Frequency of errors present in the study.

According to the family of problems, for the aggregation family, 13 types of errors were committed of the 14 identified, being the most frequent: It does not respect the problem-solving structure (D2), without simplifying (D7), Incorrect translation of data into an arithmetic language (D1)and Incorrectly applies the algorithm of the sum of fractions with different denominator is (D9).

Graphic 3.

Frequency of errors present in aggregation problems.

In the problems of the grouping family, the 14 errors were identified, the most frequent being: It does not respect the problem-solving structure (D2), Incorrect translation of data into an arithmetic language (D1), and incorrectly applies the algorithm of the sum of fractions with different denominator (D9).

Graphic 4.

Frequency of errors present in grouping problems.

When reviewing the errors by a family of problems and by sex it is obtained that men made more mistakes than women, with percentages of 54.94% and 45.06%, respectively. In addition, for women, both families generate the same difficulty, while men make more mistakes in the grouping family, which means that it generates greater difficulty.

CONCLUSIONS

After having carried out the research process, with the data obtained, we can confirm that students present difficulties in the correct interpretation of the statement of a problem and when operating fractions of different denominators.

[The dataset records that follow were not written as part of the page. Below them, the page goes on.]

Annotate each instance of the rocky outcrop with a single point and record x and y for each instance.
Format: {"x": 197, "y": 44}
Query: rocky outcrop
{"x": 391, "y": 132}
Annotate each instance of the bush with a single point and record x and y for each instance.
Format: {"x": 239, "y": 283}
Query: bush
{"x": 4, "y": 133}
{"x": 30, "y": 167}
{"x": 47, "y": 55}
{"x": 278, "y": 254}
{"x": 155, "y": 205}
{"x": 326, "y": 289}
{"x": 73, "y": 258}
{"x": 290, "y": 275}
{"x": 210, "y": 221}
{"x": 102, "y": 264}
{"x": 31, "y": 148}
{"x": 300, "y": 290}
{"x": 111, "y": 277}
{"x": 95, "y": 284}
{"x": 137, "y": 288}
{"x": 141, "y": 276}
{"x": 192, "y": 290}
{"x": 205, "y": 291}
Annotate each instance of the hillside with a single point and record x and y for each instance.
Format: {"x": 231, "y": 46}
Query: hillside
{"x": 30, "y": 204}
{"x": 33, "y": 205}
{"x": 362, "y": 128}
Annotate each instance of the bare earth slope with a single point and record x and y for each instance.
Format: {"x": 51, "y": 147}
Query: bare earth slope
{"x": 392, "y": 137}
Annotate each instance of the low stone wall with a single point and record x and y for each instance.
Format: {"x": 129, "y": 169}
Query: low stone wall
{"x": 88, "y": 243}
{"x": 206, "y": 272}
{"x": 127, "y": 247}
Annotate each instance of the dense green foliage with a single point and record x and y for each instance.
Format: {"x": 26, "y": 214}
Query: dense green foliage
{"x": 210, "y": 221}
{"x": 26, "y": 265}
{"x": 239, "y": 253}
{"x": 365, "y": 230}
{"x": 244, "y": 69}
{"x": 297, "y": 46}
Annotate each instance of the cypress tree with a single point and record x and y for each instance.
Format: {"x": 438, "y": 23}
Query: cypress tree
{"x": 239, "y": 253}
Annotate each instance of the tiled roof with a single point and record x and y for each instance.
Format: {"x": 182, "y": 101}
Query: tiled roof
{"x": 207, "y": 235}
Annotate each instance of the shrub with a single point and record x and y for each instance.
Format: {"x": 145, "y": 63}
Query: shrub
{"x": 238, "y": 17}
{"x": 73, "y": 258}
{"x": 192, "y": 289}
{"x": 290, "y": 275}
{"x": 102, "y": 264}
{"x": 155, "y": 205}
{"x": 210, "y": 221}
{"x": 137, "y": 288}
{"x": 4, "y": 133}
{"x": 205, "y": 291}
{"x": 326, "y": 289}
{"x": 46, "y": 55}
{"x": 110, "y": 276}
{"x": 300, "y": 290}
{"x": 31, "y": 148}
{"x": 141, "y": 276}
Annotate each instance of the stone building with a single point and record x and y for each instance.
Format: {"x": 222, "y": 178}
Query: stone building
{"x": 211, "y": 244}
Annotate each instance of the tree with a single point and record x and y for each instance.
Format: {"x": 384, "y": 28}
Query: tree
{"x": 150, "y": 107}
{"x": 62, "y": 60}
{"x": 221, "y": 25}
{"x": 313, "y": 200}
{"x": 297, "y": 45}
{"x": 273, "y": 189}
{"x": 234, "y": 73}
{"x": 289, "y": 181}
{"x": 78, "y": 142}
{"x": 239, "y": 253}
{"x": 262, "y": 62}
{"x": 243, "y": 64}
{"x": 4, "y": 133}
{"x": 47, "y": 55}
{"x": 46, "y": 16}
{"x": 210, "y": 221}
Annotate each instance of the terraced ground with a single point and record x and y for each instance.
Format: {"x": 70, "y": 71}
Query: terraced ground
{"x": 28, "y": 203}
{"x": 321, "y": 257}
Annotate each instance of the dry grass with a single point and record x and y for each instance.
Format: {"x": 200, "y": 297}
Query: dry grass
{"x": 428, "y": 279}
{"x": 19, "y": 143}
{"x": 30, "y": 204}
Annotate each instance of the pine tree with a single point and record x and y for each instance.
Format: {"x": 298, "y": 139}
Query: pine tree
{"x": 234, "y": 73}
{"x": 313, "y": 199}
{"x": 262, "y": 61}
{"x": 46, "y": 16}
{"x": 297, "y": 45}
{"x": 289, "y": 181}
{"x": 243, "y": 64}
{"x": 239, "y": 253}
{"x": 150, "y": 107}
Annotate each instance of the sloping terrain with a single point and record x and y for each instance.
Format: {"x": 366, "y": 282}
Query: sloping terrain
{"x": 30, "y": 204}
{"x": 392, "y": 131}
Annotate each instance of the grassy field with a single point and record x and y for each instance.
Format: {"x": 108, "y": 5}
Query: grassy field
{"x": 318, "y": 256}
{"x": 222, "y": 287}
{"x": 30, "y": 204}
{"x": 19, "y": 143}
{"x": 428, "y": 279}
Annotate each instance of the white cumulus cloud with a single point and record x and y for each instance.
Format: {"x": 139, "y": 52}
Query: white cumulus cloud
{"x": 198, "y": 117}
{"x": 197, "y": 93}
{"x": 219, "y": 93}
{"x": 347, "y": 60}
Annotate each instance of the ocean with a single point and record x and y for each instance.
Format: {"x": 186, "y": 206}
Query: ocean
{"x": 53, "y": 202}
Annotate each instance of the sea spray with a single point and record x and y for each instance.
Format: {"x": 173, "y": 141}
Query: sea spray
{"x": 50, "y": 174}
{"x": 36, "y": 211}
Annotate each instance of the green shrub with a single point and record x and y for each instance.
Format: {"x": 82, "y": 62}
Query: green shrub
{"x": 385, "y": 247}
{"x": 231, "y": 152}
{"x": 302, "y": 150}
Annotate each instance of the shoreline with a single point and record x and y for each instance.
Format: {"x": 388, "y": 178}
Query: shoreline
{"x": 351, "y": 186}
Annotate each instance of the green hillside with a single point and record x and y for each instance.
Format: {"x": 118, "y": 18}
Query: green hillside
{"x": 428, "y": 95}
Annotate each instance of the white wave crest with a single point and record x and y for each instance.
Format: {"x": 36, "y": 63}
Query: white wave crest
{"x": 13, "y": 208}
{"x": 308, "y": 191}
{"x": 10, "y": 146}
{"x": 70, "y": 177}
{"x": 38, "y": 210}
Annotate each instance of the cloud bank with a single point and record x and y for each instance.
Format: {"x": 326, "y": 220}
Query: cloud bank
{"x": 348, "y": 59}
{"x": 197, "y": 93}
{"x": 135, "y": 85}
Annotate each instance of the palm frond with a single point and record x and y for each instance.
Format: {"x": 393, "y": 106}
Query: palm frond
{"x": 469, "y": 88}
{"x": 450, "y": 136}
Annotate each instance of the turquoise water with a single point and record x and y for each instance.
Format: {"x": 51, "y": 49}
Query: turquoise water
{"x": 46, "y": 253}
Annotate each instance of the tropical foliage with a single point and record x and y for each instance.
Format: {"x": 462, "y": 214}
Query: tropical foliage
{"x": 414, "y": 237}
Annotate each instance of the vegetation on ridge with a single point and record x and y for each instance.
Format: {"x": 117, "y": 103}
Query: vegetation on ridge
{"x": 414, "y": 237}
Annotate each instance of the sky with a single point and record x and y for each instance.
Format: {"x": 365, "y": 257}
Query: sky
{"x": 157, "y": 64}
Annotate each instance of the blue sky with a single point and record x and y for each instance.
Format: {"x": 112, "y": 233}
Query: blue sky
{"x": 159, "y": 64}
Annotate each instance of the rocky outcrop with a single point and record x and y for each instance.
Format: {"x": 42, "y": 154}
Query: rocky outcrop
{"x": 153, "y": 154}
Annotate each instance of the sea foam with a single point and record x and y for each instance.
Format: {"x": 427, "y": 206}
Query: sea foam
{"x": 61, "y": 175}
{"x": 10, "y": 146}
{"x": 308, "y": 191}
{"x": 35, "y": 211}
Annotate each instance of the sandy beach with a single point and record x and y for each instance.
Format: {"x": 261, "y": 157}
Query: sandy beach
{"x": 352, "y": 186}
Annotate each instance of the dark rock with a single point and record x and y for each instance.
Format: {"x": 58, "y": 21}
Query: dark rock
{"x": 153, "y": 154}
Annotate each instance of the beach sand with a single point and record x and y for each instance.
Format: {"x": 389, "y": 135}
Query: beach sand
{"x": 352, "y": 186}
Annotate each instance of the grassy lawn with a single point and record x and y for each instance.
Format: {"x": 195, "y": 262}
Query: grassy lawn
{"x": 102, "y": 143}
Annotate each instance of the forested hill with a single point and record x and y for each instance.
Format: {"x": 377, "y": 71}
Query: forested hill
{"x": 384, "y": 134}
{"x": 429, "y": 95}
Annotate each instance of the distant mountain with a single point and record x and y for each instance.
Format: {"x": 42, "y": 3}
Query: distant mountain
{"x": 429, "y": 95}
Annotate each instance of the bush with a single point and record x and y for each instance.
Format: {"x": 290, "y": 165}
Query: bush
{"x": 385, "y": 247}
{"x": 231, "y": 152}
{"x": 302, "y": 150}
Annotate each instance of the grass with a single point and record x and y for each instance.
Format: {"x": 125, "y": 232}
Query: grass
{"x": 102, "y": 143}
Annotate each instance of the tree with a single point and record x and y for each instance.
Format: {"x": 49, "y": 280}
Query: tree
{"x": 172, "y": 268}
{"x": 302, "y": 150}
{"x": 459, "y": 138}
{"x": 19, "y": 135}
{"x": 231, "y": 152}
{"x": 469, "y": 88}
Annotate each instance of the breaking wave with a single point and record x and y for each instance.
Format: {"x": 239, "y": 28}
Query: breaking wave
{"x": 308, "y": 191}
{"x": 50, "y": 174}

It was possible to identify that the most mistakes committed by students were: do not respect the problem-solving structure (D2), Incorrect translation of data into an arithmetic language (D1), and incorrectly applying the algorithm in the sum of fractions of the different denominator is (D9 ), which represent 30.04%, 14.13% and 12.25% of the total errors made in the study, respectively. It is important to note that none of the students tried to find equivalent fractions to add fractions of different denominators, this means that they do not know or do not master the algorithm of the sum of fractions via fraction enlargement.

The data obtained show that more errors were made in the grouping problems (52.17%), however, the percentages of errors made in each family of problems concerning the total of errors made in the study, are similar.

In the Nicaraguan context, the classification of Casajús (2005) is insufficient to make a classification of errors in primary education on fractions, so we propose as future work the design and validation of an instrument that allows identifying the errors that students commit during their productions in the resolution of additive problems of verbal statements that involve fractions.

In addition, it is evident that students, although they have ideas to solve problems, these present inconsistency and fail to concretize it due to failures in operations with fractions and little practice in the translation of the verbal problem into arithmetic language.